I personally enjoy both styles. I love to watch Supercross and compete at traditional events. What I fear is that someone sees BMX racing on the TV and thinks “that’s awesome, but I’d never do it” or “I loved watching it, but I wouldn’t let my kids do it”. I was listening to a Dale Holmes Podcast over at BMXWEEKLY.COM with Clayton John and when Clayton said the 8 Meter hill has “killed the desire for every kid to want to do that” I’d thought that’s exactly what I’ve been thinking. Now there will be some people out there who don’t care about people who won’t compete on these 8 meter hills, but the truth is if we can get more people to traditional BMX tracks the sport will grow again with more people spending money in the industry and there will be more prize money and more sponsorship money for the elite of the sport. The only way to do this though is through a united approach, selling BMX racing as a complete package. Everyone needs to put their differences aside and ensure that BMX is portrayed as a sport for everyone. Heck it’s not like athletics put a shark pit at the end of the 100 meter sprint and the 100 meter is considered the main event at the Olympics.
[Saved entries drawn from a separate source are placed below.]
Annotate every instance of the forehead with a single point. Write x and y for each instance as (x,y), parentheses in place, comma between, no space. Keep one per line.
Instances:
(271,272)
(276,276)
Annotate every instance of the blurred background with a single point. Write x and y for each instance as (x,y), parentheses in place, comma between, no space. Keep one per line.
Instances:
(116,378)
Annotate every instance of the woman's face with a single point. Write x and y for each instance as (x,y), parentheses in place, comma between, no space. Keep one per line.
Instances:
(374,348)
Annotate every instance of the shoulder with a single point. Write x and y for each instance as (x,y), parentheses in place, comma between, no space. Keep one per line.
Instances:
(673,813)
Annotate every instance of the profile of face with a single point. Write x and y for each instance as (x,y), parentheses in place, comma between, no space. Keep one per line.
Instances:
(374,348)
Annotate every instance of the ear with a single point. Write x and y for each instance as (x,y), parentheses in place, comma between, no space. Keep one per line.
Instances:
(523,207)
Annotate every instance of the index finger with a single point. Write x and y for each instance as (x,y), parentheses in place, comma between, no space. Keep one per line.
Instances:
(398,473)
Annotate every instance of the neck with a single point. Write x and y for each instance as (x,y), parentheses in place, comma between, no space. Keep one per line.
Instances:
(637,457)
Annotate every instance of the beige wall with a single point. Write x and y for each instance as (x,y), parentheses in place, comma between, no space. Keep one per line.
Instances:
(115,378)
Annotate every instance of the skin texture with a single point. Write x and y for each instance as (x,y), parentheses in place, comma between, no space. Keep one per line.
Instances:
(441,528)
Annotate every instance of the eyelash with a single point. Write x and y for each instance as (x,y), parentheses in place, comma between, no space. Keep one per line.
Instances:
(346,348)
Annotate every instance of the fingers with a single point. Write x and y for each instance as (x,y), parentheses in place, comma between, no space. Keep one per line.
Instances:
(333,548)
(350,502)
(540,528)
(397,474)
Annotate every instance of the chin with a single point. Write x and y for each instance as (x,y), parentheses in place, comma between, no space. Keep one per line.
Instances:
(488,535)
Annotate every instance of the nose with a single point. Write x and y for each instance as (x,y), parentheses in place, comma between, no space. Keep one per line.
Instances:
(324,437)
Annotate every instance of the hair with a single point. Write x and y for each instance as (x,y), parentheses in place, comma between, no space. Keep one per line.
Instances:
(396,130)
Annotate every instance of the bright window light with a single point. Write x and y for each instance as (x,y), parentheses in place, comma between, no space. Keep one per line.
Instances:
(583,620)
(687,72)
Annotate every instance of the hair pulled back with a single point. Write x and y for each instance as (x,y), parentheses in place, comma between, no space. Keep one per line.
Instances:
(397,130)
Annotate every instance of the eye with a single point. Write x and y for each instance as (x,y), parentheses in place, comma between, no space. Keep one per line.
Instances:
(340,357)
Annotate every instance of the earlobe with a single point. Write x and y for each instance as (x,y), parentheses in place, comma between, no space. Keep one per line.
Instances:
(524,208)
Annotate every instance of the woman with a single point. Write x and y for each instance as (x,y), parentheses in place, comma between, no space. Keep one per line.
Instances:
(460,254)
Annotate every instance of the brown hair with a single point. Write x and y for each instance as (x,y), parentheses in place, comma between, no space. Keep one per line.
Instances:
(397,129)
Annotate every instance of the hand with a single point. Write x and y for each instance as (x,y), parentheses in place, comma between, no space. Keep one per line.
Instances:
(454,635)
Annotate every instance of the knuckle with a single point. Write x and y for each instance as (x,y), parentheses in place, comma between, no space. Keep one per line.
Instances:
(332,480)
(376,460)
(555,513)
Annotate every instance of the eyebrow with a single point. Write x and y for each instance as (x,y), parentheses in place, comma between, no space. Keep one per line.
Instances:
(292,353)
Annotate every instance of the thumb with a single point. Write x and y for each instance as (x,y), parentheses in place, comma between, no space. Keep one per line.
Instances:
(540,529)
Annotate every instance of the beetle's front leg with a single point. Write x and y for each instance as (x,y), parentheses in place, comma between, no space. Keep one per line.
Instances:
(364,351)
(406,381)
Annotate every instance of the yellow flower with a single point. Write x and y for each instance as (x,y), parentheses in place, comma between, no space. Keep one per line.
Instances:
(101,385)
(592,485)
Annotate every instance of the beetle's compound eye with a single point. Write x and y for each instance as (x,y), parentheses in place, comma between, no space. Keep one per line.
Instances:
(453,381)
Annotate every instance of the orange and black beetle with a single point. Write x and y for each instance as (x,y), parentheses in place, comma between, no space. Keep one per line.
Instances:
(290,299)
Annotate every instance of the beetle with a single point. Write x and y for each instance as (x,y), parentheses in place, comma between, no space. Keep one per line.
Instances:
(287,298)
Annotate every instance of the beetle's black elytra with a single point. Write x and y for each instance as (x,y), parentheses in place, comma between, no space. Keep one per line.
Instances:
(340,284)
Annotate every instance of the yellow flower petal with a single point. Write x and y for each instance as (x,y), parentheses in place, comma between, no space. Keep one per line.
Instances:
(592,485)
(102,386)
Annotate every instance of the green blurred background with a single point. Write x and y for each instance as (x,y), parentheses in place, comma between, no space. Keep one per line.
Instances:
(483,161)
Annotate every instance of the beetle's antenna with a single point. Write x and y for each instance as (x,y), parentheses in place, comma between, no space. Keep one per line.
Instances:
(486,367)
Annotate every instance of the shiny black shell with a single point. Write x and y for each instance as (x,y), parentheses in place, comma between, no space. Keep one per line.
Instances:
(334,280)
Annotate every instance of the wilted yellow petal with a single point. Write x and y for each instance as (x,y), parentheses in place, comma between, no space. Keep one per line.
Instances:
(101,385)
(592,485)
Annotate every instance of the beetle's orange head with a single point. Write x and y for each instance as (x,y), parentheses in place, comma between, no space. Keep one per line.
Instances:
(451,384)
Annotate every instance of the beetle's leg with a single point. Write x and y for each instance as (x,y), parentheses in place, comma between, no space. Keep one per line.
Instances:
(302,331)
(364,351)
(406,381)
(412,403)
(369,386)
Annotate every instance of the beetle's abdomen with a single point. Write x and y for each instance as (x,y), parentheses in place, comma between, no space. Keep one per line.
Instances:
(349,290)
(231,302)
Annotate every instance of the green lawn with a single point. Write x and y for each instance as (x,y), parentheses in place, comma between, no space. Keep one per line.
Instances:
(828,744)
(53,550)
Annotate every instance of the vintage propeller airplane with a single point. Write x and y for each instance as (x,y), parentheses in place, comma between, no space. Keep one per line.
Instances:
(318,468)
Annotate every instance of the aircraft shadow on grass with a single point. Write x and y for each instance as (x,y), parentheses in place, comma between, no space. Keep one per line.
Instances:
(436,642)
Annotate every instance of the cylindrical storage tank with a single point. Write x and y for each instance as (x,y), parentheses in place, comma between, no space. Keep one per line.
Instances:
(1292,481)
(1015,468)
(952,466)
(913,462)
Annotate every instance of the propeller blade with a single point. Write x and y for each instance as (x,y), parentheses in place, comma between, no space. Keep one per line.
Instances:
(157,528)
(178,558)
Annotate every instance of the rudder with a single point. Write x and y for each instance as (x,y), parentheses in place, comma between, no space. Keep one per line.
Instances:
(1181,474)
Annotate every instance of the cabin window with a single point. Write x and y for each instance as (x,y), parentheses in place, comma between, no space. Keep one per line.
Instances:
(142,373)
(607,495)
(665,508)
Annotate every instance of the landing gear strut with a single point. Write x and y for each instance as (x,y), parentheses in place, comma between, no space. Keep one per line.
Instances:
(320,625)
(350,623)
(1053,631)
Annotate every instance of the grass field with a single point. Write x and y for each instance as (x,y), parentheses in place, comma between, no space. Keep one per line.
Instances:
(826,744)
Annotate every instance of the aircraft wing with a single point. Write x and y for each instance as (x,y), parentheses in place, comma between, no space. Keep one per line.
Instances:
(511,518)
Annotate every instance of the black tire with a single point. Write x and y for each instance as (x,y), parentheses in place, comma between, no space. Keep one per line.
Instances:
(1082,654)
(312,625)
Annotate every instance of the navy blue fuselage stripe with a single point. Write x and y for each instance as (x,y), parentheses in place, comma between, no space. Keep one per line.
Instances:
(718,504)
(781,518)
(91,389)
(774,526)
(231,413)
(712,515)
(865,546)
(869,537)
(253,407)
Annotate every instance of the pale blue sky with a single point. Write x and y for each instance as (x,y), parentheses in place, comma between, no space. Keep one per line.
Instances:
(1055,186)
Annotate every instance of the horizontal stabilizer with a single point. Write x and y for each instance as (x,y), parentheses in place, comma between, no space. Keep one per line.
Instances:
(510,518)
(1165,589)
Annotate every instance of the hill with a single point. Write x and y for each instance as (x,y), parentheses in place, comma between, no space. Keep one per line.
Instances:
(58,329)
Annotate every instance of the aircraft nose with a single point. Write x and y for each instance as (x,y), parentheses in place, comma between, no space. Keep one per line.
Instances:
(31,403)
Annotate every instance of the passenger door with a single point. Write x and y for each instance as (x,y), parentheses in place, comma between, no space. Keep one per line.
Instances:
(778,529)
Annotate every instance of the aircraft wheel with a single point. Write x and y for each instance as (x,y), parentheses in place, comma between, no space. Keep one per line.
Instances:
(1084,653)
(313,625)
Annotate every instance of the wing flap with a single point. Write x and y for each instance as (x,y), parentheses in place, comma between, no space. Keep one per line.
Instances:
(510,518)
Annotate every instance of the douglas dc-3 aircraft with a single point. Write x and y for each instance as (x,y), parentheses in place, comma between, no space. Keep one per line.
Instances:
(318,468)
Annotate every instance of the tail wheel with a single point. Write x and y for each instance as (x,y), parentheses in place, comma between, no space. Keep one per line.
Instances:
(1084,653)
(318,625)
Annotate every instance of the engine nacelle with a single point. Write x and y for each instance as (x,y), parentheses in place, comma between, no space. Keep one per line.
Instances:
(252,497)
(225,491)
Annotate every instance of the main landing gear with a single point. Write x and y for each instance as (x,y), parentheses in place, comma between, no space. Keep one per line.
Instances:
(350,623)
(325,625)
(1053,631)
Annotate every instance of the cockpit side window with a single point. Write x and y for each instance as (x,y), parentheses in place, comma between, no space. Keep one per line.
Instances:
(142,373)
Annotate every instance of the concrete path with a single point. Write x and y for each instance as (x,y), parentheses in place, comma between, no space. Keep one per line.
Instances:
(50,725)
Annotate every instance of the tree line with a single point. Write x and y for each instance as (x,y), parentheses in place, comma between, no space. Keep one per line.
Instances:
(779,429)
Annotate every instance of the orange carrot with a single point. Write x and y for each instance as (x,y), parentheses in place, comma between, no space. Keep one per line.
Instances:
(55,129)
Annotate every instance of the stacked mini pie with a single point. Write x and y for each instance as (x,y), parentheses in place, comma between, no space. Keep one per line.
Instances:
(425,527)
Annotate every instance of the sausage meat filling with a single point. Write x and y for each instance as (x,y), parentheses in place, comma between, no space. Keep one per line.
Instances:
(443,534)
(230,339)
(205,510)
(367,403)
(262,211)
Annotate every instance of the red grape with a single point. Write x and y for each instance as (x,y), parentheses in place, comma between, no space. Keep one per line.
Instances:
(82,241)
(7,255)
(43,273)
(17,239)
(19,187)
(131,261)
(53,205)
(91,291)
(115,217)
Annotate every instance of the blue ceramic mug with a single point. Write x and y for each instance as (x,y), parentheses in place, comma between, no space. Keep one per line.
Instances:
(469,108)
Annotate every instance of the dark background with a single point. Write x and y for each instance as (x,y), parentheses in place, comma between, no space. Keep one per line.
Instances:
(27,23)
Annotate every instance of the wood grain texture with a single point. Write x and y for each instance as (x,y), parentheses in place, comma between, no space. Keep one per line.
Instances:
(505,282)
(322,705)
What is best for our sport? Growth. The way I see it, it’s simple, a bigger grass roots to the sport means a bigger audience and a bigger pool of riders to rise to the top. It also means a bigger industry and more people spending money within it. Let’s create an image for BMX that has a welcoming and anyone can do it appeal and then let them know you can progress all the way to the Olympics rather than put all our eggs in the Olympic image because if we keep going the way we are BMX will just be driven underground again, but let’s do it now while the sport it still getting love from mainstream media.